Not only did I gain experience of students on the spectrum and their support needs, I also witnessed public perception, and perception of people there to help. Autism generated a lot of adverse reactions, mostly because the behaviours seemed to many totally disproportionate from the contexts they arose in, and meant a lot of advocacy, trying to explain to others why things happened that didn't make sense.

I think that people on the spectrum, often having alexithymia, means we cannot adequately explain what we are feeling or how it affects us.  Sometimes something can overwhelm you without you actually recognising why.  So sometimes an attempt at an explanation, where you try to find the nearest version of events can be unimpressive to an NT who doesn't know what the experience felt like.  Also, with communication being our deficit, we perhaps don't know how to put it across the best way anyway.

I've also been on disability working groups at local authority level, and seen similar conflicts and issues.

Many parents on here report the public reaction of other parents and bystanders if their AS children have a meltdown or other behavioural reaction. The public invariably perceive it as an upbringing issue. OK there's a need to educate the public, but it is proving difficult to get this across.

The same, however, happens with adults. Many people's reactions to behavioural issues in autism are unsympathetic, especially if an individual otherwise seems able. Educating the professionals and public isn't making any headway.

Partly I think it is due to extremes/levels.  Even if we manage to find some words to explain it, what an NT might experience the same thing as could be way less.  Also, as we perseverate and obsess, the same thing for an NT could be an irritation or slight worry but to an autistic person could turn into an all-consuming phobia.

A large part of the problem is that some things people on the spectrum complain about, or offer as explanation for unusual behaviours, don't seem credible to others, or seem to be close to general experience where other people manage.

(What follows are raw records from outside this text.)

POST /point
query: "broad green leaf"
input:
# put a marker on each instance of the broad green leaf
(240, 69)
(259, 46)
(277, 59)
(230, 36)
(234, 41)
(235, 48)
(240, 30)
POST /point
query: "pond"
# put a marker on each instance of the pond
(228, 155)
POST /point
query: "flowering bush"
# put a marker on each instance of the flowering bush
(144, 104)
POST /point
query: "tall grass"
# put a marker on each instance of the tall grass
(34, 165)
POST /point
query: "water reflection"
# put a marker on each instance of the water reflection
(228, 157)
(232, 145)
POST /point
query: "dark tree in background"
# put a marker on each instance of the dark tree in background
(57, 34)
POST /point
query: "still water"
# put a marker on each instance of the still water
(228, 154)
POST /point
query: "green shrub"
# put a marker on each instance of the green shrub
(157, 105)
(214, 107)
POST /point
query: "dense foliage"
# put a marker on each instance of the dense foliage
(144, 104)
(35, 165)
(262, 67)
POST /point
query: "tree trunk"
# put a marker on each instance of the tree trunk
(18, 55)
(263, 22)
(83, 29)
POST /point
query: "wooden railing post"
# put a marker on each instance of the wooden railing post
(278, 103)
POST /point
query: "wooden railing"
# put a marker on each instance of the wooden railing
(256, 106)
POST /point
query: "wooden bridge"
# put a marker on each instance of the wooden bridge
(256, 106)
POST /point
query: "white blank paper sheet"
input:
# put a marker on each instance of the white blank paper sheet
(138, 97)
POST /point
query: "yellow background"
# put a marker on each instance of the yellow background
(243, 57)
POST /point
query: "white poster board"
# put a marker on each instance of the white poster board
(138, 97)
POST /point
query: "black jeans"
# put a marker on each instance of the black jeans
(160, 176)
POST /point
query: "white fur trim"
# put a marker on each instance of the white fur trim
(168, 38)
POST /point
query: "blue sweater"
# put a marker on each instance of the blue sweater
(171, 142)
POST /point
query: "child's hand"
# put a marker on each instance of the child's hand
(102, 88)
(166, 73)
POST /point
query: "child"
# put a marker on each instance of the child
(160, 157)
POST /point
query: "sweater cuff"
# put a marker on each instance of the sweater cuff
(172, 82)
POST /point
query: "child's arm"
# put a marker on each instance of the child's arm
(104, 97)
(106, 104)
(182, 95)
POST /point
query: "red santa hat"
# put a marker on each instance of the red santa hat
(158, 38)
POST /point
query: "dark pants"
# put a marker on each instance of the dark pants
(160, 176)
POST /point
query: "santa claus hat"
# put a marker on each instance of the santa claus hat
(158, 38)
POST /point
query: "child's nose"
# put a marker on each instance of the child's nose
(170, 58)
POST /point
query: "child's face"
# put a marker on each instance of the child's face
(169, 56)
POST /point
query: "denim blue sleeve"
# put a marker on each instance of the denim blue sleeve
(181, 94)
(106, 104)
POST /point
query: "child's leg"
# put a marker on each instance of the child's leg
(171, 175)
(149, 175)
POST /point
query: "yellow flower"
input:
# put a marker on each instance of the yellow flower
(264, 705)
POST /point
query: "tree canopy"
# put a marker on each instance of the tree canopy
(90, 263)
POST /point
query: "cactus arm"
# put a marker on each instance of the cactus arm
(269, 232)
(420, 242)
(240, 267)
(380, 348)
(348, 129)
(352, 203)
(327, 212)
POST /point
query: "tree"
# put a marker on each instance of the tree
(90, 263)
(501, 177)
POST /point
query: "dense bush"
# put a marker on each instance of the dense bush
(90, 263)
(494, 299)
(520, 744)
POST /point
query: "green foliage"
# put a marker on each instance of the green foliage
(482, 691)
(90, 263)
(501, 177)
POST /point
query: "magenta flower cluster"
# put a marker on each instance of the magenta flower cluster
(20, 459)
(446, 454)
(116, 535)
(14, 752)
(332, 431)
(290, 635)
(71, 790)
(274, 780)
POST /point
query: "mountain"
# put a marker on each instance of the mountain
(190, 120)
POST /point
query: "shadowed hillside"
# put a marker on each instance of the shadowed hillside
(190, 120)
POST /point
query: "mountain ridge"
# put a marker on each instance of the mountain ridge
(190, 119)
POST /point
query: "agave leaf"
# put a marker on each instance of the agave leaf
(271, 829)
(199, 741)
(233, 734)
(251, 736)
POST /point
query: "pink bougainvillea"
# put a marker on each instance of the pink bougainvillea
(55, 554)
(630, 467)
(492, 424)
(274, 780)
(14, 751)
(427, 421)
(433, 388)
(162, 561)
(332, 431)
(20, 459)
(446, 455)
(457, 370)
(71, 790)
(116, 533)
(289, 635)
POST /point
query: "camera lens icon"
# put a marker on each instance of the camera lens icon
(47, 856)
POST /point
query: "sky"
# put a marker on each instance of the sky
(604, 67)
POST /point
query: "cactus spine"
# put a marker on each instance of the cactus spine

Someone just cannot experience what we do if they are not autistic, I don't know any way round that.  Like you said, if we seem otherwise capable, they tend to be judgemental and disbelieving.  It would appear to their mindset e.g. as drama-making or attention-seeking and they will also, like GPs, fall back on mental illness as an assumption.

OK collective/cumulative impact of many traits is part of the problem - a trait may be less significant on its own, but collectively with other traits becomes a serious handicap.  Elsewhere there are qualifications that can be made about the frequency, persistence, disorientation effects or knock on effects that help peopole understand the problem. It is a complex condition with lots of interdependencies and cross-over impacts.

Are we just producing lists which just as lists don't impress professionals or the public at large?  Are we sufficiently qualifying or explaining the impact of these traits? Are some traits not as valid or effective in explaining autism? Are some traits not really autism at all?

IntenseWorld says "I'm not talking about an endless list of complaints, I know there will be a core of applicable behaviours and traits".

But what is that core? Is it just the triad of impairments, because that on its own doesn't adequately explain behaviours. It tells you there are these behaviours. But both professionals and the public seem to be having a great deal of difficulty understanding why.

I do think the triad of impairments is simplistic, and as you have said many a time, does not accurately reflect the daily experience of an autistic person.

I keep pointing out that the triad is a diagnostic tool, not a definition of day-to-day difficulties.

Great we have this Push for Action campaign to increase awareness. But it is still an immense uphill struggle. I think there is an urgent need to better understand what it is we are trying to explain to health professionals and the public to gain their sympathy and understanding.